(Kansas City, Mo. – May 16, 2016) The Kansas City Area Transportation Authority won top national honors this weekend for its efforts to bolster bus safety on the road and protect bus passengers and operators from assaults.
The American Public Transportation Association, the country’s top transit advocacy group, gave the KCATA both its Gold Award for Safety and its Gold Award for Security. The KCATA won the award in the category for transit agencies with between 4 million and 20 million annual passenger trips.
“We are honored that our work in safety and security has been recognized nationally,” said Robbie Makinen, the authority’s president and chief executive officer. “This award demonstrates the KCATA doesn’t just talk about safety and security – it acts. Safety and security are the KCATA’s top priorities.”
The KCATA won the safety award for a program phased in since 2013 that was aimed at reducing bus accidents. The program emphasized the five ‘Es:’ engineering, education, enforcement, encouragement and evaluation. Among other things, the KCATA fitted its bus fleet with accelerometers to better follow driving behaviors.
The authority also adopted new policies that toughened the possible consequences regarding cell phone use, distracted driving, and yielding to pedestrians at crosswalks.
As a result, the agency’s bus crash rate dropped in 2015, for the first time in 3 years.
The KCATA also won the public transportation’s association Gold Award for steps it’s taken to keep operators and riders safe on the bus system.
Earlier this year, the KCATA signed an agreement with the Kansas City Police Department to hire two full-time uniformed transit officers to complement 39 off-duty police officers who patrol the bus system.

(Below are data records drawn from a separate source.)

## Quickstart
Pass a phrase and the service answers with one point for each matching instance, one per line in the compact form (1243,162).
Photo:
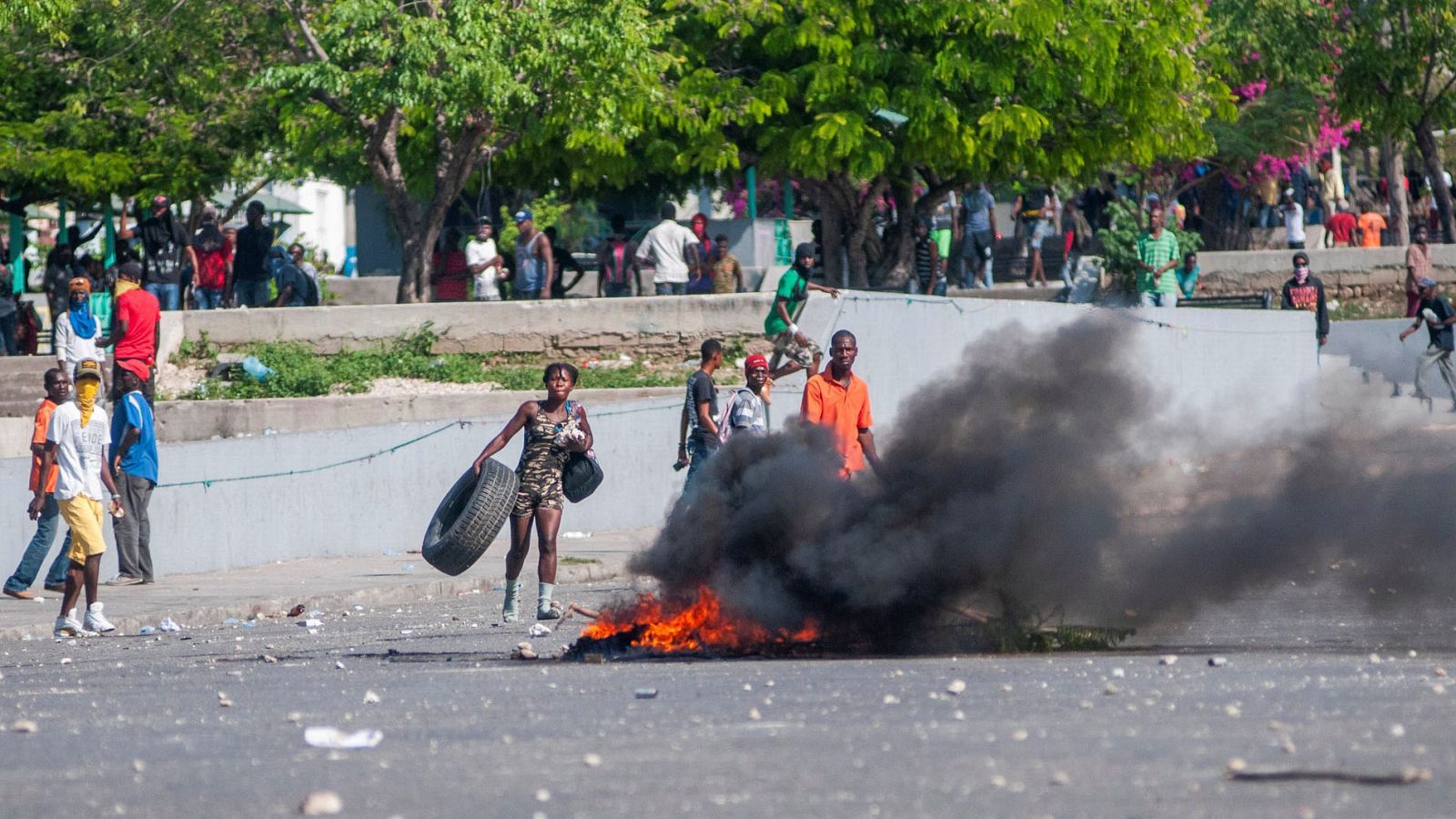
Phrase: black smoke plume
(1037,475)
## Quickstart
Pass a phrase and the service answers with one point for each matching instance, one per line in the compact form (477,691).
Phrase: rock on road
(211,722)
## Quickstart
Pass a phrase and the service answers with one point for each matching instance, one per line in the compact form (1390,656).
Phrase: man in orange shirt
(839,399)
(57,389)
(1370,227)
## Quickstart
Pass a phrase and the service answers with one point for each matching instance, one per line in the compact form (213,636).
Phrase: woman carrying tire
(555,428)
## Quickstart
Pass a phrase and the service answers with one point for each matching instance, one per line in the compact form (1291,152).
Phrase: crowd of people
(681,261)
(557,429)
(208,268)
(86,464)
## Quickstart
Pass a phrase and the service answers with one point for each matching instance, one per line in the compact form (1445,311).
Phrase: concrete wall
(361,288)
(204,420)
(1251,365)
(383,503)
(1247,366)
(1346,271)
(511,327)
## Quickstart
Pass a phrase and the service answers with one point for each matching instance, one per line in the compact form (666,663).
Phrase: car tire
(470,518)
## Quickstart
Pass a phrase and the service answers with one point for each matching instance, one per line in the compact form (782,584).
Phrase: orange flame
(698,625)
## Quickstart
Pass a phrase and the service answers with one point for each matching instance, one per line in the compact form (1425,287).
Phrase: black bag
(581,474)
(580,477)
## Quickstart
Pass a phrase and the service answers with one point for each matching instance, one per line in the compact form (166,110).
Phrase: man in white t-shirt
(747,409)
(485,263)
(667,248)
(76,443)
(1293,220)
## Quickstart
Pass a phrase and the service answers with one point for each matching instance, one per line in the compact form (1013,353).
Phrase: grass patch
(302,373)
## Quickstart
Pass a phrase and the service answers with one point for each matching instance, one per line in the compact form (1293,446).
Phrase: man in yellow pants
(76,443)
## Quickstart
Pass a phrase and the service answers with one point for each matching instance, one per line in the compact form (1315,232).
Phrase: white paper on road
(342,741)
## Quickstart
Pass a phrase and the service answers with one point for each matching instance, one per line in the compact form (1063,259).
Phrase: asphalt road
(137,724)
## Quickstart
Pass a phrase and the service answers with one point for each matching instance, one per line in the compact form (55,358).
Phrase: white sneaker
(96,622)
(67,627)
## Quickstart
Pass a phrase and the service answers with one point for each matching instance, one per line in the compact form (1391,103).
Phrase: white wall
(1254,365)
(1249,368)
(327,228)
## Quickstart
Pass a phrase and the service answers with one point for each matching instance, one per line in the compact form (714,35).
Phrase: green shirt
(1158,252)
(794,288)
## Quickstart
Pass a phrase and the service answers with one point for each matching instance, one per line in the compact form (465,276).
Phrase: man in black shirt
(1305,292)
(249,258)
(701,414)
(167,249)
(1438,315)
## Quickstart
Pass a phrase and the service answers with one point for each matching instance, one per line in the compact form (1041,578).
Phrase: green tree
(868,98)
(1390,63)
(1395,69)
(415,96)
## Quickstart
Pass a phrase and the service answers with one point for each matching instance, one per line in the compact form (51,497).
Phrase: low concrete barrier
(570,325)
(204,420)
(1346,271)
(366,489)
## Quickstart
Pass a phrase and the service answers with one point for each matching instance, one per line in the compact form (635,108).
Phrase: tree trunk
(1392,157)
(832,235)
(1426,142)
(899,241)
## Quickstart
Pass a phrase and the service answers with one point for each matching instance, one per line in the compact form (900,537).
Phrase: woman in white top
(1046,225)
(77,331)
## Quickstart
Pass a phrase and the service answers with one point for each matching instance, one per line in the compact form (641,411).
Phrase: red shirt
(43,421)
(213,267)
(844,410)
(1341,227)
(451,274)
(142,312)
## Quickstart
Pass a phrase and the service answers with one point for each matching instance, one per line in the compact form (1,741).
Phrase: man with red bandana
(1305,292)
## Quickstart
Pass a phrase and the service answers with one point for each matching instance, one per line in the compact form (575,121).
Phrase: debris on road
(335,739)
(1238,771)
(322,804)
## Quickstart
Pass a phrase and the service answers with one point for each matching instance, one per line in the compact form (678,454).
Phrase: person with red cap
(136,321)
(747,407)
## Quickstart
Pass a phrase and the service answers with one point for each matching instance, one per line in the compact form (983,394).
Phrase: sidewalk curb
(215,615)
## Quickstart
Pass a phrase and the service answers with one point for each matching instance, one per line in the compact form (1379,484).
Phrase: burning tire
(470,518)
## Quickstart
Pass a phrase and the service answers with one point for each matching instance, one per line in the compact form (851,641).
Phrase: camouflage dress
(542,462)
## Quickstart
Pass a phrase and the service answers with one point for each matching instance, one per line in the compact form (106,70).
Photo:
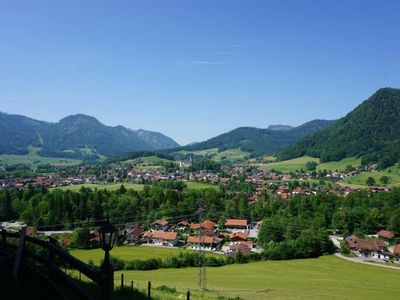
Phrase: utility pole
(202,256)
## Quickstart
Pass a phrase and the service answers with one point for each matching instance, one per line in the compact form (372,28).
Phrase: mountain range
(75,136)
(371,131)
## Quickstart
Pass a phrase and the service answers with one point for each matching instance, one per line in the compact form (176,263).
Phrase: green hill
(370,131)
(76,136)
(258,141)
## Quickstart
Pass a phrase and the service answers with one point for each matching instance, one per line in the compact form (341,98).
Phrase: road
(335,240)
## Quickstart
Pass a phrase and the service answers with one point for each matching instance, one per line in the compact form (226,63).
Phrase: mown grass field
(34,159)
(300,163)
(360,179)
(108,186)
(289,165)
(326,277)
(135,186)
(201,185)
(127,253)
(340,165)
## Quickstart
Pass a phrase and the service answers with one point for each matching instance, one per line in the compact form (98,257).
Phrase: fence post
(107,286)
(53,242)
(19,253)
(149,290)
(4,237)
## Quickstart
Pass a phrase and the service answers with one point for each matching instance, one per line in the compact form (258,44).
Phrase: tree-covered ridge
(259,141)
(75,136)
(371,130)
(360,212)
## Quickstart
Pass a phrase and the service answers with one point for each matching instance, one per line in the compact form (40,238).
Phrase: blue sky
(195,69)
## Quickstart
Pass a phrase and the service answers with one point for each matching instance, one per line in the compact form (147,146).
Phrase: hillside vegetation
(370,131)
(258,141)
(326,277)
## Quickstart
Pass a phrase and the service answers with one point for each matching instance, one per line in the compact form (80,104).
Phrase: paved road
(336,240)
(360,261)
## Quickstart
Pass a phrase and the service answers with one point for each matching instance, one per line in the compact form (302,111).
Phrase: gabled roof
(208,224)
(183,223)
(238,236)
(236,222)
(161,222)
(386,234)
(195,226)
(196,239)
(366,244)
(164,235)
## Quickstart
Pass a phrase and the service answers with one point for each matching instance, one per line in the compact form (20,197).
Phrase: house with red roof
(160,225)
(236,225)
(386,235)
(209,227)
(243,248)
(205,242)
(368,248)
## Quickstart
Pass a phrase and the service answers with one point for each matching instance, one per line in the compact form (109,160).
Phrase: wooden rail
(55,274)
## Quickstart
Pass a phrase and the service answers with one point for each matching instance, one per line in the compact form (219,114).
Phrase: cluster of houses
(378,247)
(47,181)
(207,235)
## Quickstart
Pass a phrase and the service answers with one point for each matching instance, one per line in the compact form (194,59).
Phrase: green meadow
(326,277)
(292,165)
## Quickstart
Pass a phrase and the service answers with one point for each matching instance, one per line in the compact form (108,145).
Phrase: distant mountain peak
(79,117)
(370,131)
(279,127)
(77,134)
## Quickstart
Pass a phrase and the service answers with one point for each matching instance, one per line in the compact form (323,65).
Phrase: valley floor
(326,277)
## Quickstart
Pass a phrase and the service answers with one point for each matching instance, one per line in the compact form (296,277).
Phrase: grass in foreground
(33,159)
(326,277)
(300,163)
(107,186)
(134,186)
(127,253)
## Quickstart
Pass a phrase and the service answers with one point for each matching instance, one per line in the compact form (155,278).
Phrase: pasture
(359,180)
(33,159)
(135,186)
(326,277)
(127,253)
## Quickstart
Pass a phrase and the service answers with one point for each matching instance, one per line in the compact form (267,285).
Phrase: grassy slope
(300,163)
(135,186)
(360,179)
(34,159)
(323,278)
(341,164)
(126,253)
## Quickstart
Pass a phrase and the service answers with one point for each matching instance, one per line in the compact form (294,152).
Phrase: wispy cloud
(234,46)
(222,52)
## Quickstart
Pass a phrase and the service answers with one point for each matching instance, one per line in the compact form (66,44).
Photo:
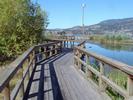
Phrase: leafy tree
(21,25)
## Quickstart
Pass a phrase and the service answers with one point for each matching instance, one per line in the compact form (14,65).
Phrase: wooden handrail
(103,80)
(31,57)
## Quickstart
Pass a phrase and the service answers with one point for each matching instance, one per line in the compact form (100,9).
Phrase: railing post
(21,91)
(56,48)
(51,48)
(28,62)
(86,69)
(6,92)
(78,55)
(130,85)
(89,73)
(102,85)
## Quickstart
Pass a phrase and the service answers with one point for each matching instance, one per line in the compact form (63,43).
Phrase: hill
(112,26)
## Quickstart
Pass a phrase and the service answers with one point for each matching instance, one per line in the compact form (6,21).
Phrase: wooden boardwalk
(58,79)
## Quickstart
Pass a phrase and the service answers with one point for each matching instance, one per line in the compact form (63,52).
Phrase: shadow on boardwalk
(43,84)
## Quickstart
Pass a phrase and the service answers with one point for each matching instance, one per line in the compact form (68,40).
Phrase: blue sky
(67,13)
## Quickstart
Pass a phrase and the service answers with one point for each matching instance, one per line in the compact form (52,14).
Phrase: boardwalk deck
(58,79)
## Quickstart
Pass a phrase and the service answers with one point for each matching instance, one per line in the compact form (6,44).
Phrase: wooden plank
(73,82)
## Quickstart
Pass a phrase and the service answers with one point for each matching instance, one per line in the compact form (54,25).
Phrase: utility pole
(83,29)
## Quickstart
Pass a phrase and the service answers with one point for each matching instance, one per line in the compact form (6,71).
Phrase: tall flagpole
(83,29)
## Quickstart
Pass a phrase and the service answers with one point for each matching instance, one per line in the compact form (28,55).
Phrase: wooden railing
(108,74)
(14,79)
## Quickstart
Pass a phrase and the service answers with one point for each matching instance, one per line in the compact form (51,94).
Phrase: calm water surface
(123,53)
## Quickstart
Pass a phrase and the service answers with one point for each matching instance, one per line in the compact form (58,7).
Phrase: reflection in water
(123,53)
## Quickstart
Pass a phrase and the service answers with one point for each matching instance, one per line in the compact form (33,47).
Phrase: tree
(21,25)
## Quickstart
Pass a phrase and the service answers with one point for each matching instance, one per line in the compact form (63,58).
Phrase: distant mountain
(119,26)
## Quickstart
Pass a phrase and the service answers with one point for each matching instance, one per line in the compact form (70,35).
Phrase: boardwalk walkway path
(58,79)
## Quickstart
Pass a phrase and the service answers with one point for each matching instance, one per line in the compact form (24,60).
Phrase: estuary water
(121,52)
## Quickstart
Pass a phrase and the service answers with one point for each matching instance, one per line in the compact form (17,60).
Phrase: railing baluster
(102,84)
(21,90)
(130,85)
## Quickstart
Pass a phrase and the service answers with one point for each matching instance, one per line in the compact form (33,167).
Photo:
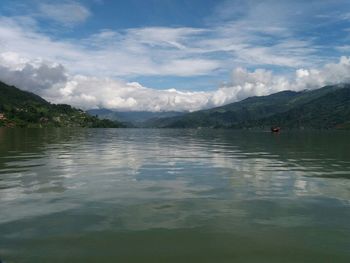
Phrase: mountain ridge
(271,110)
(19,108)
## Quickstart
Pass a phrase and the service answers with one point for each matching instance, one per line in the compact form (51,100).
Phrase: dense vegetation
(328,107)
(24,109)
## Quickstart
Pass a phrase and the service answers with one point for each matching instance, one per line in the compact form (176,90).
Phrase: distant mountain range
(20,108)
(324,108)
(135,118)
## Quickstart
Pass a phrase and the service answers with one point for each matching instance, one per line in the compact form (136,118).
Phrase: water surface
(133,195)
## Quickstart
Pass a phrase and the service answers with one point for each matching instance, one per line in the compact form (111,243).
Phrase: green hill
(327,107)
(20,108)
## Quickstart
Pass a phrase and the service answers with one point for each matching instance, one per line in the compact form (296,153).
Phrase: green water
(133,195)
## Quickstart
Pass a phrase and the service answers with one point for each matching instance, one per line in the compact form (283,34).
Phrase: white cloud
(67,13)
(53,82)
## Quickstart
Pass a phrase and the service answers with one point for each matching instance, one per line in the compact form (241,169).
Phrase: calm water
(109,195)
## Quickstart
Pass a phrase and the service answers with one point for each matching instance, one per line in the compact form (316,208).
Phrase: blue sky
(191,54)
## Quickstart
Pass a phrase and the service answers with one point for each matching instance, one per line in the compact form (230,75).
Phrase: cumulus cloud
(56,84)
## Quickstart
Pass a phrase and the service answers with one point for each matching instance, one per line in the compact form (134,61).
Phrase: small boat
(275,129)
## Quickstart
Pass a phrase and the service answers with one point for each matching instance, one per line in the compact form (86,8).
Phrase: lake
(144,195)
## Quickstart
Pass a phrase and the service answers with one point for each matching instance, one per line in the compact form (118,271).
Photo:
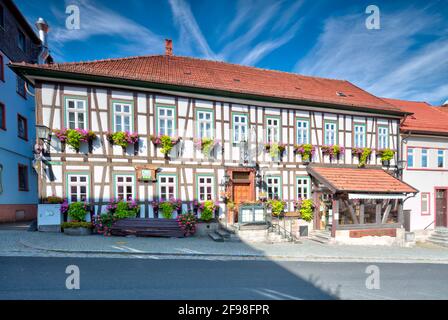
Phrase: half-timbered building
(246,111)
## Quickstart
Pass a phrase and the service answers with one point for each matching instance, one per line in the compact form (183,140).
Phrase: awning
(375,196)
(354,180)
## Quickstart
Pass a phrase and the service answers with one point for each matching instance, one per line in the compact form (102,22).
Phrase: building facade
(249,113)
(18,180)
(425,155)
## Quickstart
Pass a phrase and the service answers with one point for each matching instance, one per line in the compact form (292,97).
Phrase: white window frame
(302,132)
(272,183)
(424,154)
(331,131)
(240,128)
(125,184)
(442,155)
(165,183)
(166,120)
(121,125)
(208,185)
(303,188)
(76,113)
(272,130)
(410,154)
(78,184)
(204,125)
(383,137)
(359,136)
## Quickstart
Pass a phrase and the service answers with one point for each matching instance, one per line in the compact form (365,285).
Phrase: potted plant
(122,138)
(306,151)
(74,137)
(77,226)
(165,142)
(363,155)
(385,155)
(187,222)
(332,151)
(206,145)
(276,150)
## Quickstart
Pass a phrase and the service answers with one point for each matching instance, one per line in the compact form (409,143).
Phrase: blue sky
(406,58)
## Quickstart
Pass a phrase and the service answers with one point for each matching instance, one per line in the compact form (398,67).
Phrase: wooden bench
(142,227)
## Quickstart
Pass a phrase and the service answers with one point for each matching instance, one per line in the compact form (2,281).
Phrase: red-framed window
(2,116)
(2,69)
(22,127)
(23,177)
(425,203)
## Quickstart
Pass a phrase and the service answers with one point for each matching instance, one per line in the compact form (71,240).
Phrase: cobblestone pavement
(24,243)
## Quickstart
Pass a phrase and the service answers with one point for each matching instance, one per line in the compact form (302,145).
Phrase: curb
(244,256)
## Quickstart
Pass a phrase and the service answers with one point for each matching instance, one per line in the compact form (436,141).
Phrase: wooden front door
(241,192)
(441,208)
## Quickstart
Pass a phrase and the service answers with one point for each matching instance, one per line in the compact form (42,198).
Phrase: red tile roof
(214,75)
(425,118)
(361,180)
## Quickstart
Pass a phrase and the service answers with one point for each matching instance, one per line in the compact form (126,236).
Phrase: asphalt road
(117,278)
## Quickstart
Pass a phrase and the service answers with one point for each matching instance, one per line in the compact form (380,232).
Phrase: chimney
(168,47)
(43,28)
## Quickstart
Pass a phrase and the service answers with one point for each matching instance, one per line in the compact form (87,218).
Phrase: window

The full-time officers – who are in police uniforms and patrol cars – give the KCATA the ability to immediately respond to incidents whenever they arise, whether it’s on a bus, a transit stop or on agency property.
The authority established new rules imposing bans for passenger misconduct. The rules ban passengers for physical abuse of KCATA employees or customers, indecent exposure and disruptive behavior endangering the operation of the bus, among other factors. Six people have already been barred from the bus in Kansas City.
The KCATA also stresses safety training to avoid conflicts. Last year, the KCATA sent 460 operators through assault prevention and conflict-resolution training offered by Rutgers University’s National Training Institute. The KCATA was the first agency in the nation to take part in the training. The course helped drivers identify when they might be most vulnerable and how they can defuse an explosive situation with an angry passenger.